Mandy is a conundrum of a date movie, in that I both want to see it with a girlfriend, but also feel a primal urge to protect her from even knowing about it. It puts the idea in your head that something like this could happen to the woman you love. That “crazy evil”, as Cage puts it in the trailer quote, truly exists in this world.
All due respect; that scares the shit out of me.
So it was with Mandy. This movie scared the ever-loving dog shit out of me. There were moments in the first half where I thought I was going to be sick. I presumed that some terrible fate would befall the titular Mandy, one extreme enough to facilitate brutal revenge via blood-soaked Nicolas Cage. I had no idea.
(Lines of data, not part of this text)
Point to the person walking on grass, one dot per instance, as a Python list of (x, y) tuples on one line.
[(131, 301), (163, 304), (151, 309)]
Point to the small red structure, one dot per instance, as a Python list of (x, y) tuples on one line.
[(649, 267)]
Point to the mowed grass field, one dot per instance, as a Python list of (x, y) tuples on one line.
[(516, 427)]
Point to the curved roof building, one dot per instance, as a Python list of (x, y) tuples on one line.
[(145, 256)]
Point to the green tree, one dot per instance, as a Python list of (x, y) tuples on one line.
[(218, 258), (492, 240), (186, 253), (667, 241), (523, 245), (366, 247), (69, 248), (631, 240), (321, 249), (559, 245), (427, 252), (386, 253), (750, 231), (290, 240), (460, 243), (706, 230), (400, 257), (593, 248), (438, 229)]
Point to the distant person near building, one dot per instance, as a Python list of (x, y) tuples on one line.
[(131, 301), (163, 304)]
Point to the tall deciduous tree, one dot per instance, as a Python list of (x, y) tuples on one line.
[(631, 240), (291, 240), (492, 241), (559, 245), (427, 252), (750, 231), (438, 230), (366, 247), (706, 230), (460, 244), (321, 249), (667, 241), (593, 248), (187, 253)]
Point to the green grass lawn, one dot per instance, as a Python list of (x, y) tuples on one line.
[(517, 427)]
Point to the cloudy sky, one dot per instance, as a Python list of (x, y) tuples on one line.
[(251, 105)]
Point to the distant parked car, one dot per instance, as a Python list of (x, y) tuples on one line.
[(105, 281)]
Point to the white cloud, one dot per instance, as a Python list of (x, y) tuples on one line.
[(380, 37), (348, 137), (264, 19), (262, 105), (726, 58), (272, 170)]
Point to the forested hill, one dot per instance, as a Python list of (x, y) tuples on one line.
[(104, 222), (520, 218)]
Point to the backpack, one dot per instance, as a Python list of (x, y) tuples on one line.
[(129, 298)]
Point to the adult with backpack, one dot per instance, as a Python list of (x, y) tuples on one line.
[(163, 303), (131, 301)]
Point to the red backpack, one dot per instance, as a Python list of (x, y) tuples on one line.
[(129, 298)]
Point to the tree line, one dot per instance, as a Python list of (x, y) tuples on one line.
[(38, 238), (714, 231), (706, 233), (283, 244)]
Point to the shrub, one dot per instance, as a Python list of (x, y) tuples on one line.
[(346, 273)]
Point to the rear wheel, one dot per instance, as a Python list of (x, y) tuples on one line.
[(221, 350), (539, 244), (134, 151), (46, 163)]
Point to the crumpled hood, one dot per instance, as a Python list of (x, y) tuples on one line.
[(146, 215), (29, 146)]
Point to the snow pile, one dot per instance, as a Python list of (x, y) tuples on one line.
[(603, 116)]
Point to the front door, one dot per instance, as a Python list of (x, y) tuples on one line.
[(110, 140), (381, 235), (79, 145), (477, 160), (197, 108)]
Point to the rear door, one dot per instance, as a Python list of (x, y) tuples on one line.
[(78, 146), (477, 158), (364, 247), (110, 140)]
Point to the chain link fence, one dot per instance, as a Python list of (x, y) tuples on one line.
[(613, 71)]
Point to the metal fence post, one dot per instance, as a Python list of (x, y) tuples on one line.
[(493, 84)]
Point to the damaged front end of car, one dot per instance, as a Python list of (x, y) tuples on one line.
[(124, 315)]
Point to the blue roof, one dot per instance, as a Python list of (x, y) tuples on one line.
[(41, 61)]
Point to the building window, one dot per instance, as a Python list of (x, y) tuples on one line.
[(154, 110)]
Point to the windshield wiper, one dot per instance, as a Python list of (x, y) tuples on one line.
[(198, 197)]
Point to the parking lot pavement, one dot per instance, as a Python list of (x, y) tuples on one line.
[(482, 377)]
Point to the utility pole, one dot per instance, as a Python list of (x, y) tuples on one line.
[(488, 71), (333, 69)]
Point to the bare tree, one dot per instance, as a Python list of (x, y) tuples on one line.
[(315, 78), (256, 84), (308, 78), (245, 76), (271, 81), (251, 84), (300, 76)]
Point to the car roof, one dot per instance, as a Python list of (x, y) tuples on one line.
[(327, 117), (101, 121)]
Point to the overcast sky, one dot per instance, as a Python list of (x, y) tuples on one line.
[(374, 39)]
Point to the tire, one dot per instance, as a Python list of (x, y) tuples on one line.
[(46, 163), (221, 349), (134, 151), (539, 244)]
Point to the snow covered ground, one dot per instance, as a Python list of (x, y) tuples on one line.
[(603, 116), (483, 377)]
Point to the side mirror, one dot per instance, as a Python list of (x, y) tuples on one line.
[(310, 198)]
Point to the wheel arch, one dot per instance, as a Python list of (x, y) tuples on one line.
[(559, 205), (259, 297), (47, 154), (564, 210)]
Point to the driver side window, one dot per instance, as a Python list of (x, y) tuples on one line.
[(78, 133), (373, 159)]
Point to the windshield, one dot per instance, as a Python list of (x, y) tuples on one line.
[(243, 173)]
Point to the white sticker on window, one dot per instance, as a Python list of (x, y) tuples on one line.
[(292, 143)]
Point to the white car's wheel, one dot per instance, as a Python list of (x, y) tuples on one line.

I whole-heartedly recommend this fucking movie that has traumatized me all week, to those of you who:
- Can really take an emotional beating from a film, like Funny Games
- Are cool with a film jacking you around mentally, providing there’s a legitimate payoff in store
- Want to see Cage, Riseborough and the whole cast put in career-defining performances, in a razor-wire script that redefines the “psychological thriller”
- Are testing the limits of what you can take
Mandy is among the most audacious and brutal films I have ever seen. It is intensely beautiful, even in its cruelest moments. much as our life is. Writer-director Panos is the son of the late great George P. Cosmatos, director of Cobra (the one where Sly Stallone cuts the tip off a slice of pizza with scissors) and Tombstone (which I consider to be the finest Western ever made). Panos’s previous film is Beyond the Black Rainbow, which I will take in at the earliest convenience. [Update 1/2021: I’ve now seen it and consider it to be an equal if not slightly superior masterpiece. I’ve never seen the subconscious aesthetic of 1983 portrayed with such beautiful precision anywhere else. Although it doesn’t quite reach the level of psychological torment that Mandy does, it is astronomically disturbing, however I recommend it just as highly. Panos and I clearly share the same adoration for the Eurostyle font.]
I think I might be at the point where I can sleep again. We’ll see.